The board is by no means perfectly designed though. A minor “flaw” I spotted is the size of the port cutout, it is excessively large and mars the otherwise refined look of the board.

The Build Experience

Aside from having to unscrew a slightly excessive number of screws, building the Brutal60 was a smooth and hassle-free experience. Switch cutouts on the plate were perfectly sized and everything was easy to align, no complaints here. I built my Brutal60 with a GH60 PCB and Holy Pandas if that information matters to you.

The Typing Experience

The Brutal60 is top-mounted with the option of using o-rings to make it an isolation mount. I felt no noticeable difference in typing feel with or without the provided o-rings, but your mileage may vary. The default FR4 plate also feels no different from an aluminium plate to my fingers, despite FR4 being the softer material on paper. Typing on the Brutal60 will likely be a familiar experience to anyone who has previously typed on a top mount keyboard, medium-stiff and consistent across the board. It might not be anything new, but there isn’t anything wrong with it either.

The Acoustic Experience

Acoustics might be the Brutal60’s biggest weakness, ping-y and unpleasant to my ears. No matter what I tried, the board pings a fair bit when bottoming out, even after building it with a foam in-between the PCB and plate. However, my experience does seem to be an isolated one, I couldn’t find any posts or comments complaining about ping in the Brutal60. This could be an issue with my particular unit. Nonetheless, it is what stopped this keyboard from being daily-driver status in my eyes. You might not encounter this issue though.


As of the writing of this review, there are currently no group-buys running for the Brutal60, but I was told by a member of the community that there will be another round of the Brutal60 sometime next year. In the aftermarket, this keyboard hasn’t been performing well, usually going for around its group-buy price, sometimes less. Though this just means you will be able to get one without breaking the bank.

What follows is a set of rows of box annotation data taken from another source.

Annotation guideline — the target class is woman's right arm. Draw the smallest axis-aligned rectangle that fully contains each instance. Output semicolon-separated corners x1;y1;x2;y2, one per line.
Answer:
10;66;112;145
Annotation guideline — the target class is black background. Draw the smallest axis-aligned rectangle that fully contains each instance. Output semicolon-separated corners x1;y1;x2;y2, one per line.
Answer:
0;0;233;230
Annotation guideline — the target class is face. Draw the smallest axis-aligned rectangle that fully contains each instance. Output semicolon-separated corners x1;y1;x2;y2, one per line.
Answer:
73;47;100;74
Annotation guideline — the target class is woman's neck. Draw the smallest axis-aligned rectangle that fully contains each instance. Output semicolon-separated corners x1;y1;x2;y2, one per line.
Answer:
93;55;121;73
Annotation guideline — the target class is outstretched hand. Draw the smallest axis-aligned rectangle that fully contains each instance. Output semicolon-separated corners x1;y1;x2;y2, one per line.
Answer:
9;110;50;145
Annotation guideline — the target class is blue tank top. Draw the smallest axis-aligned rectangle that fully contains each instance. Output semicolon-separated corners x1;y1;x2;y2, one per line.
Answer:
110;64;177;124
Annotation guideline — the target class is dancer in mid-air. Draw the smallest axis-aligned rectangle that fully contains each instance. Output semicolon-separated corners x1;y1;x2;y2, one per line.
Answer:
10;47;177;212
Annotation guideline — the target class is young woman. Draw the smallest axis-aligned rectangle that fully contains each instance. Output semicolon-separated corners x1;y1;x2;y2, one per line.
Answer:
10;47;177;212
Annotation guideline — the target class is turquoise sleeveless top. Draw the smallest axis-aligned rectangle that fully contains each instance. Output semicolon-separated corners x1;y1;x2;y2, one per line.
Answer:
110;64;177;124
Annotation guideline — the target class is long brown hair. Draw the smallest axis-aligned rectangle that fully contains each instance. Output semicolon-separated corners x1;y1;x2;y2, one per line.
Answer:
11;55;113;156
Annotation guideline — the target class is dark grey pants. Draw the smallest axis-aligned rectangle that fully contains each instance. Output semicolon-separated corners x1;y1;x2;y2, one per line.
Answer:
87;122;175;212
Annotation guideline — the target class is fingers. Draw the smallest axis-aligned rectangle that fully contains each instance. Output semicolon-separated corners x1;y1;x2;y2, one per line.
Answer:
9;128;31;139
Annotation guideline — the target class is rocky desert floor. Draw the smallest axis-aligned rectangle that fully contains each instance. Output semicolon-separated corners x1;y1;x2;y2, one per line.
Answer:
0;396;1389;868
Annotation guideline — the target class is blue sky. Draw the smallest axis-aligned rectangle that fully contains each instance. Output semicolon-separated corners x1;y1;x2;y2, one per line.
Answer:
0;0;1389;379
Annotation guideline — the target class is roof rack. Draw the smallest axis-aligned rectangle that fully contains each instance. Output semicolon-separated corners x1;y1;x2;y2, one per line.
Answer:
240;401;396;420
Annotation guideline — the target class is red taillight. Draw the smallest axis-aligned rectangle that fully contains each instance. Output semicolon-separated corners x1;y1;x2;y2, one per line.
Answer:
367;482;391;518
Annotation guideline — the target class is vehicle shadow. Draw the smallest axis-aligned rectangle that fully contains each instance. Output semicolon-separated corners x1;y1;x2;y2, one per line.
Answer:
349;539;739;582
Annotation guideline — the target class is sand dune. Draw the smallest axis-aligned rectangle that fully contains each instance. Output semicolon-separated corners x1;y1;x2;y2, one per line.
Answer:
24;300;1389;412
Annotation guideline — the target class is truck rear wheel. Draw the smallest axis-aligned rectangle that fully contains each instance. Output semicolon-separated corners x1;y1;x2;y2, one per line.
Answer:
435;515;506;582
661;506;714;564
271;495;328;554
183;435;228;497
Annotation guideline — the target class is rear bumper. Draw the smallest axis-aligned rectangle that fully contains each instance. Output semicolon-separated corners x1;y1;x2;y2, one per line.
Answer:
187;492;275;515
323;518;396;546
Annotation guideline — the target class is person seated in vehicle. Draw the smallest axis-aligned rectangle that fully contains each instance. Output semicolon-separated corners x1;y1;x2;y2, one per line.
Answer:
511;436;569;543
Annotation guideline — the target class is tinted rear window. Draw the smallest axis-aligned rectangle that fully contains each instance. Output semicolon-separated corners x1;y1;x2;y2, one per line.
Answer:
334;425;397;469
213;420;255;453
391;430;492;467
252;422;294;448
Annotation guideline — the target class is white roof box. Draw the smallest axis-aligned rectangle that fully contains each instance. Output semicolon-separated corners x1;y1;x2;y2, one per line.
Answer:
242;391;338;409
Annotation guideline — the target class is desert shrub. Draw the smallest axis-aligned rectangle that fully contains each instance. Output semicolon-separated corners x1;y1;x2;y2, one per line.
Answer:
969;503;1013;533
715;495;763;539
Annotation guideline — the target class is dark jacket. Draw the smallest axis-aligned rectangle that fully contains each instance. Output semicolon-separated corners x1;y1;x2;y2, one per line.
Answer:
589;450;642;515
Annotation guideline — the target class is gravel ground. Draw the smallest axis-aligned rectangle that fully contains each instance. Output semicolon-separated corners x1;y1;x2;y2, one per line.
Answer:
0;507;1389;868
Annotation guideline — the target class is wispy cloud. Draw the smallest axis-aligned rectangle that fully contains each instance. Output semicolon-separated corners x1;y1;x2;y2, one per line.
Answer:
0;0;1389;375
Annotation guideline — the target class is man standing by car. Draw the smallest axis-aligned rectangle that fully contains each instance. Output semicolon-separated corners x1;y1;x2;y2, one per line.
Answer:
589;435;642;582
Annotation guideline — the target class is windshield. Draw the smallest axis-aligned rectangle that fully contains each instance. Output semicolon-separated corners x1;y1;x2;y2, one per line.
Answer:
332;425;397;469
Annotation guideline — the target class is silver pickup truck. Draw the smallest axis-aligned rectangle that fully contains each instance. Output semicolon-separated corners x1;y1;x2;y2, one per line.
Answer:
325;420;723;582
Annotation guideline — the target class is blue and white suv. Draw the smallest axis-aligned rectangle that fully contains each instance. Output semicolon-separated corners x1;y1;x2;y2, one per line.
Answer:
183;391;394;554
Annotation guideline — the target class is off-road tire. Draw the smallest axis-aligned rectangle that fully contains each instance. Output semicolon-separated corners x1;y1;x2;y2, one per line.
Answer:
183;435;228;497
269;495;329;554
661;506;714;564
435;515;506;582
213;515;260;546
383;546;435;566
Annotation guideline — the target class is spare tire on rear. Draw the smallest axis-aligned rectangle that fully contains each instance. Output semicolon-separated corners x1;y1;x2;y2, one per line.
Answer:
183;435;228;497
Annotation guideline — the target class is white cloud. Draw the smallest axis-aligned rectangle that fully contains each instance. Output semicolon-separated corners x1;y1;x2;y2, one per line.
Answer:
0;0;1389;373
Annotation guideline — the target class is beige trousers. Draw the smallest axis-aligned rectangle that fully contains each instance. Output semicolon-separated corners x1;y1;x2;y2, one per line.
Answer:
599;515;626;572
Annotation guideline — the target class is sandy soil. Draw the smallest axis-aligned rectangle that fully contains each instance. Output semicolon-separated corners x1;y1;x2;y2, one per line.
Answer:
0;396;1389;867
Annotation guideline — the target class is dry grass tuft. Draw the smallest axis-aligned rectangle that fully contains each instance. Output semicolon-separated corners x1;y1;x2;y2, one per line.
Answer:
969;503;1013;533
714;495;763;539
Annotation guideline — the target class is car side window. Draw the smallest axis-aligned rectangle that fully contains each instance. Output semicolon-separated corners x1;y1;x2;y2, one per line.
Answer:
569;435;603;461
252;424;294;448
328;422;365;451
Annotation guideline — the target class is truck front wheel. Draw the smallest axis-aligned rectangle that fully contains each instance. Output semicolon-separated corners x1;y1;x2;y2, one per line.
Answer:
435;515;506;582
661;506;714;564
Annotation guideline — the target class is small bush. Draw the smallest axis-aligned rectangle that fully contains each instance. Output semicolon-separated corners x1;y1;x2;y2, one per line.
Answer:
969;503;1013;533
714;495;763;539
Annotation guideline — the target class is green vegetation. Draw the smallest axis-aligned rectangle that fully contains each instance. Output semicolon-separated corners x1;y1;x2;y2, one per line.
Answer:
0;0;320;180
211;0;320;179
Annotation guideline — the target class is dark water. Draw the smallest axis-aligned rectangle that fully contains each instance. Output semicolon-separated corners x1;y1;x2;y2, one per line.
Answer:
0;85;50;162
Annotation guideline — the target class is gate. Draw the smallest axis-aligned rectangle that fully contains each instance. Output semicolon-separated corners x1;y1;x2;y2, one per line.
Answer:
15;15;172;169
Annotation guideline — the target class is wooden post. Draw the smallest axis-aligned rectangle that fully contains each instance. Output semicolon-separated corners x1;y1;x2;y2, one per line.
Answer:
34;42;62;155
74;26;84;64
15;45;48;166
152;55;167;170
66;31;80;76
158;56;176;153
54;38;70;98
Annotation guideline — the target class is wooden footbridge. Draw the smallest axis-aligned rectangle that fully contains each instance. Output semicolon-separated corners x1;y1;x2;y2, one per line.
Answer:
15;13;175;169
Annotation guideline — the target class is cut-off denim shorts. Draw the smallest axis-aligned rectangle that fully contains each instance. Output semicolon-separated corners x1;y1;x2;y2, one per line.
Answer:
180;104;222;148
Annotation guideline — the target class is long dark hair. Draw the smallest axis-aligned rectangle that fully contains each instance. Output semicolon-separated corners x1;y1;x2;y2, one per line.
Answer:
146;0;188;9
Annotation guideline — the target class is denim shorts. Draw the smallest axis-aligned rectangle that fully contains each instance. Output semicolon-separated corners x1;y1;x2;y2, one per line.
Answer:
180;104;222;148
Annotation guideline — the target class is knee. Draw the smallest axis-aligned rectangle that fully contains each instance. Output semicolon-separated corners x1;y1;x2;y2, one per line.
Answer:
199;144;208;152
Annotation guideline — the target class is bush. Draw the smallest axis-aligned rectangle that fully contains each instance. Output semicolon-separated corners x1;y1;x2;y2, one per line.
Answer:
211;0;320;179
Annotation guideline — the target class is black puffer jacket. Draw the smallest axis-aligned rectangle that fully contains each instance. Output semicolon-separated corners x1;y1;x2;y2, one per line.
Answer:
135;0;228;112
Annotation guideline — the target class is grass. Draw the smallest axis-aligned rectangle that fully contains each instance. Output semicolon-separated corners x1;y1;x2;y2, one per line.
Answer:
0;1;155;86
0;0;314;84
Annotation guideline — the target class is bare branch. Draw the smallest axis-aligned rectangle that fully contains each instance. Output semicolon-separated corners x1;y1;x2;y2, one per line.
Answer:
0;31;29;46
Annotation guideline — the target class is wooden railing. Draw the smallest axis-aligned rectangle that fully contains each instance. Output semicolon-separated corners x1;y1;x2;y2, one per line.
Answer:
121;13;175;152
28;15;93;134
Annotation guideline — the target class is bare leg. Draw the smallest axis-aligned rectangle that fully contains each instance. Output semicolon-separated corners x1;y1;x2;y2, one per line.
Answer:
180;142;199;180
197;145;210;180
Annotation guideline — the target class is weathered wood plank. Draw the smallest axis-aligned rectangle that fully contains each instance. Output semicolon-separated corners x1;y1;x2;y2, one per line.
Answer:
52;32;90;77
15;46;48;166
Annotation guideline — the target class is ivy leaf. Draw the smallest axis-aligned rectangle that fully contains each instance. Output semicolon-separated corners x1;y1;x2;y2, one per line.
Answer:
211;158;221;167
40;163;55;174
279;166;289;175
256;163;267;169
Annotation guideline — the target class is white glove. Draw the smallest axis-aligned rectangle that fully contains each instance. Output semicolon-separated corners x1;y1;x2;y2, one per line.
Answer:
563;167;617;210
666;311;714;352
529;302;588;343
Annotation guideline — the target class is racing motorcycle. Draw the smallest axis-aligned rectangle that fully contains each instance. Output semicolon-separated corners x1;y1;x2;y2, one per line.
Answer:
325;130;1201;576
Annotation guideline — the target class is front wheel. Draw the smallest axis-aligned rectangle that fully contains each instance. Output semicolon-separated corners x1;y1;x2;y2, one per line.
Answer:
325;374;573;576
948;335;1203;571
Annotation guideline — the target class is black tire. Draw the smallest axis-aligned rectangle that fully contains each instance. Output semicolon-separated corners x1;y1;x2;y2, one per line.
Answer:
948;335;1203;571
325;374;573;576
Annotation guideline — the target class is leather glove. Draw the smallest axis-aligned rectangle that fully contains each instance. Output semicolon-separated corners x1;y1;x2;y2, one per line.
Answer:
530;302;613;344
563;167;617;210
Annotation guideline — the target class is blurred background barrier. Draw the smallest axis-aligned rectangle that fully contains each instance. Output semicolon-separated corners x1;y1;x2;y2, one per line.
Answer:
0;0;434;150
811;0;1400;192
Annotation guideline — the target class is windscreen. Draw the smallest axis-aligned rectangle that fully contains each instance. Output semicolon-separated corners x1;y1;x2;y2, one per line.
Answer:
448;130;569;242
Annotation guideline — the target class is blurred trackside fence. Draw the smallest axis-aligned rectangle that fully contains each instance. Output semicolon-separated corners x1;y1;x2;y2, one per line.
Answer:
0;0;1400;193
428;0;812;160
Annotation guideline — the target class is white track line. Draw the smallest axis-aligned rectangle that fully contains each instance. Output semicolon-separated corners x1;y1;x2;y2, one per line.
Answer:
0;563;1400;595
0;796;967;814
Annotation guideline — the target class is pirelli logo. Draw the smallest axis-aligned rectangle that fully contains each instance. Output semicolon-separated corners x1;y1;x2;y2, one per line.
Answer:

Having said all this I do think the Brutal60 is a great pickup for anyone looking for a 60% keyboard that provides a solid typing experience and pairs well with most keycap sets. I see it serving well as a board to test or break in new switches, or board to bring to work if you fear for the safety of your more expensive customs. You will be able to find the Brutal60 kit on Canonkey’s website if another round does come, in the meantime, it shouldn’t be difficult to find unbuilt kits on secondhand marketplaces.